Is Industrial Space Going Vertical?

Inventory space is going vertical as property parcels get smaller and more expensive. For years now the industrial market has been flying high thanks to global e-commerce. We’re now approaching near full occupancy with a shrinking inventory of industrial supply coupled with ongoing high demand for those assets; which is causing pricing to begin ticking up dramatically.

In other words, fulfillment centers are housing more and more inventory to meet rising demands leading them to think expansion at a time when there are fewer and fewer options.

Industrial is Going Vertical

Businesses are having a hard time keeping up with demand for their products and industrial is having a hard time keeping up with business demands for more warehousing and distribution space. Almost 40% of the activity around warehouses these days in the U.S. is part of a fulfillment and distribution operation. What do you do when you need to expand close by?

Well, industrial is going vertical in that case. Instead of looking to expand to a new warehouse or DC (distribution center), retailers are saving money by utilizing the vast empty space overhead in all of their current assets. It’s cheaper and much more efficient if done correctly.

The Industrial Market is Responding

In the face of such domestic and international growth, the need to speed up distribution while increasing efficiency has never been more important. The average warehouse or DC clearance is around 20 feet. These facilities are packed from wall to wall but usually not from the floor to the ceiling. It’s these types of facilities that can least afford an expansion but will see the biggest impact from savings due to the vertical trend.

Ways We’re Adjusting to “Vertical”

There are several ways to utilize unused space vertically in a warehouse. Although, there are some limits based on fire codes and building codes – you don’t want to literally stack from the floor to the ceiling.

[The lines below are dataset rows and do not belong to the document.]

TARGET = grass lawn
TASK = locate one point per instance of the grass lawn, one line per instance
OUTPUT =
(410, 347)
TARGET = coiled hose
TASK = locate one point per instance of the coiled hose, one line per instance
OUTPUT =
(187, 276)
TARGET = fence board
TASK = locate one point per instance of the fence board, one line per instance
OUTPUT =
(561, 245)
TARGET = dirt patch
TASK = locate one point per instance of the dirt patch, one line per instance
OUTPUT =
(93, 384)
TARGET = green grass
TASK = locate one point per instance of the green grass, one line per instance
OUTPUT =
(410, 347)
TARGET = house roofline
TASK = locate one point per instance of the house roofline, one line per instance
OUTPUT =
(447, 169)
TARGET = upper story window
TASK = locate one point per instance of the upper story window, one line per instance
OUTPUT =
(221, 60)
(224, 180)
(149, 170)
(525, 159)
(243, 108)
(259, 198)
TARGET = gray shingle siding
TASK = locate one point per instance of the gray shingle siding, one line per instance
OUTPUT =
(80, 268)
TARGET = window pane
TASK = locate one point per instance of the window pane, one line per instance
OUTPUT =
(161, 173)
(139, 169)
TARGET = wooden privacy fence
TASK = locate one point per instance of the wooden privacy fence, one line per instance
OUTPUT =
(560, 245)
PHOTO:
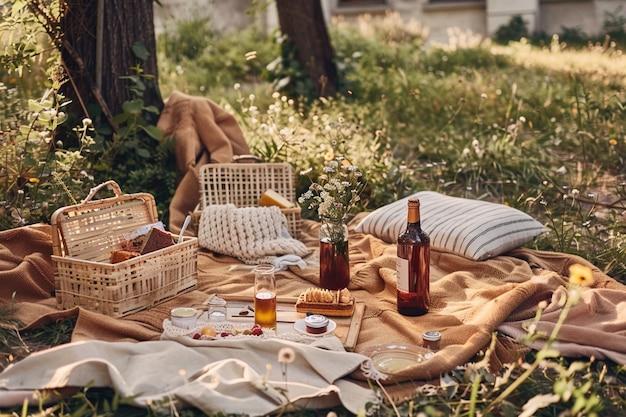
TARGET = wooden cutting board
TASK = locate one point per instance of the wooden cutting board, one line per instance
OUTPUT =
(347, 329)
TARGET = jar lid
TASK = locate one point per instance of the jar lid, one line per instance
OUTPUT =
(217, 301)
(431, 335)
(316, 321)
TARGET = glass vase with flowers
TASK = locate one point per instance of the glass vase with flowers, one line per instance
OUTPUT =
(334, 194)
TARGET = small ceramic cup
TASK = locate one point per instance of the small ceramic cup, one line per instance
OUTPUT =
(217, 309)
(184, 317)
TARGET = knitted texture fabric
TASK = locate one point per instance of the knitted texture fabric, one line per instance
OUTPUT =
(251, 234)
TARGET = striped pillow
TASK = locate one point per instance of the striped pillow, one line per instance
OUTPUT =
(472, 228)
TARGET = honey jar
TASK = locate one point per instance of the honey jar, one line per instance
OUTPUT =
(431, 339)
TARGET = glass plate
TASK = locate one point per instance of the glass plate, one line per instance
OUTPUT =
(392, 358)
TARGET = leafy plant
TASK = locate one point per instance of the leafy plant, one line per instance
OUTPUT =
(37, 174)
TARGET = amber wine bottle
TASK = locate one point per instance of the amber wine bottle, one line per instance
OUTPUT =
(413, 265)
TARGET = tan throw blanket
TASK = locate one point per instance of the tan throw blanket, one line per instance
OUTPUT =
(203, 133)
(470, 299)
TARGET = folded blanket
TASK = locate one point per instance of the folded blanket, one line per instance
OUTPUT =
(471, 300)
(254, 235)
(203, 133)
(235, 377)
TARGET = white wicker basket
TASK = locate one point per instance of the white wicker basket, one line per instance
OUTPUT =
(242, 184)
(83, 238)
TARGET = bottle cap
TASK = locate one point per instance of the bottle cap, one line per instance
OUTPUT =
(431, 336)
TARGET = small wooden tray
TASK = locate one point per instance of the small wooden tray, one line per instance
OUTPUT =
(327, 309)
(347, 330)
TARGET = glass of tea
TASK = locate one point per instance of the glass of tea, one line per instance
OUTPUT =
(265, 296)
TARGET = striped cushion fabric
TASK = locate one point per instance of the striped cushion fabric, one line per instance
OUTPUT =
(472, 228)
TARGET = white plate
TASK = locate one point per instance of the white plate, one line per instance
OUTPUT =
(391, 359)
(301, 327)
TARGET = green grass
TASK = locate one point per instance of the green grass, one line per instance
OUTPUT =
(542, 129)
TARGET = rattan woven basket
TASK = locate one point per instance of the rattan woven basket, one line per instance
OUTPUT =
(84, 235)
(242, 184)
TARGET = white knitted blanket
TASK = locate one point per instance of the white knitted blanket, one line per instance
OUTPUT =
(251, 234)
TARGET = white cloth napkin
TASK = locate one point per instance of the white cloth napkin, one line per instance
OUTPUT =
(234, 377)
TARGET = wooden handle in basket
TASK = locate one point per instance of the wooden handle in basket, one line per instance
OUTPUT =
(110, 183)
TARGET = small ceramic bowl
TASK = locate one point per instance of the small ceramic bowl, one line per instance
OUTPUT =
(316, 324)
(184, 317)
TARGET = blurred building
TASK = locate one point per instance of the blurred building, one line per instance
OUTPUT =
(481, 17)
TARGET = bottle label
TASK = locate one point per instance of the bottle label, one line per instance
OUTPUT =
(402, 269)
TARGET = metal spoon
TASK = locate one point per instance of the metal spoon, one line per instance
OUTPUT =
(182, 231)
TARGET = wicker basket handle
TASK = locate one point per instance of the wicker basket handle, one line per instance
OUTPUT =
(110, 183)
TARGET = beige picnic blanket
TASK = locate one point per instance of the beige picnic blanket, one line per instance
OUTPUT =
(203, 133)
(471, 301)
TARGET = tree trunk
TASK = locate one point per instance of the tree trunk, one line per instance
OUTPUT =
(97, 49)
(302, 21)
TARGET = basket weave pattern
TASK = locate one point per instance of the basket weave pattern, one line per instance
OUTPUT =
(84, 236)
(242, 184)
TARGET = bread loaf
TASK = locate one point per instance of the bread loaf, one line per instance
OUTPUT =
(327, 302)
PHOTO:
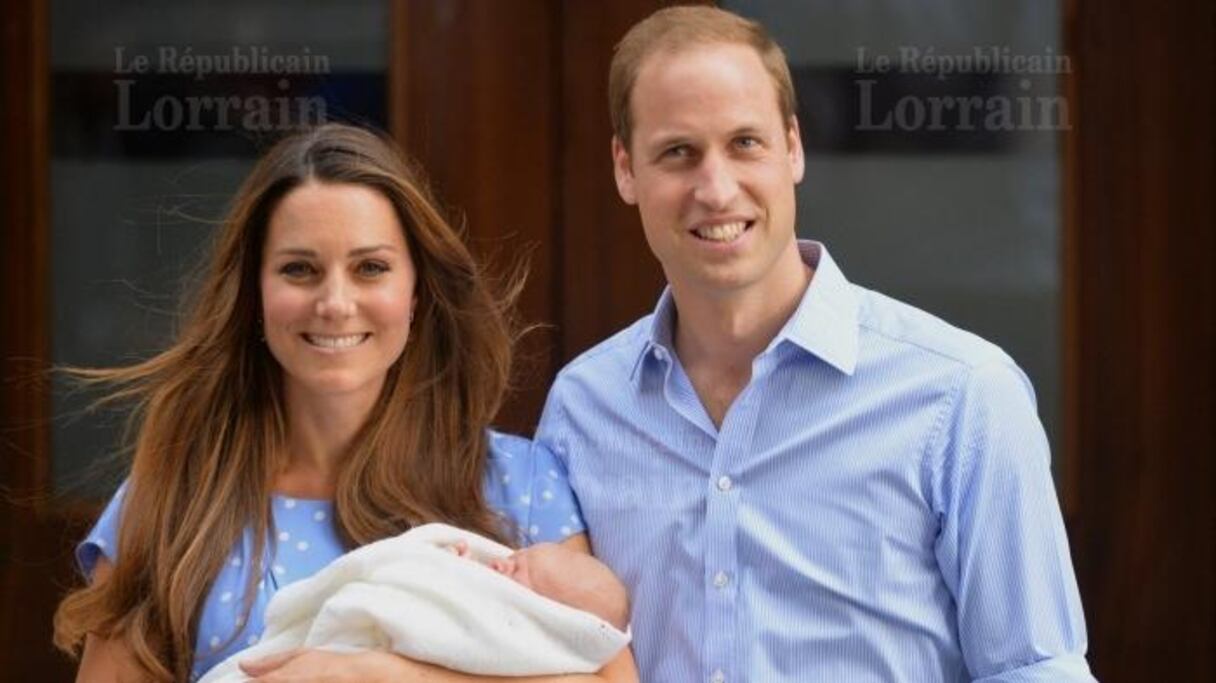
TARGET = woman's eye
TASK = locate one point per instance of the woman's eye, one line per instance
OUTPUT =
(371, 269)
(297, 270)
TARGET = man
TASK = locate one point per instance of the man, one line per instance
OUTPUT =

Overhead there is probably unused space available but there is also probably space if you move some things around. About those ceiling height limitations, if you locate the different clearance limits throughout the warehouse and match it to the types of products that can fit in each, you can fill more empty space. You may also be able to combine a couple of warehouses along your distribution channels and use the remainder for spill over storage. Here are other ways we’re adjusting to vertical.

#1: Innovating New Robotic/AI Warehouse Technology

Using machine learning and robotics to move product can enable DC operators to hold more product within a warehouse without restricting movement of personnel.

#2: Using Smart Platforms and Programs to Move Inventory

Tech platforms that allow you to monitor and move inventory in real-time remotely helps speed up processes while also enabling the movement of inventory in ways that create more space.

#3: Rethinking Warehouse and Distribution Center Design

Product placement and how facilities are designed to make them accessible is another way to make vertical work. As this trend holds, developers are rethinking the way that DCs and warehouses are designed by working to incorporate vertical into new industrial spaces.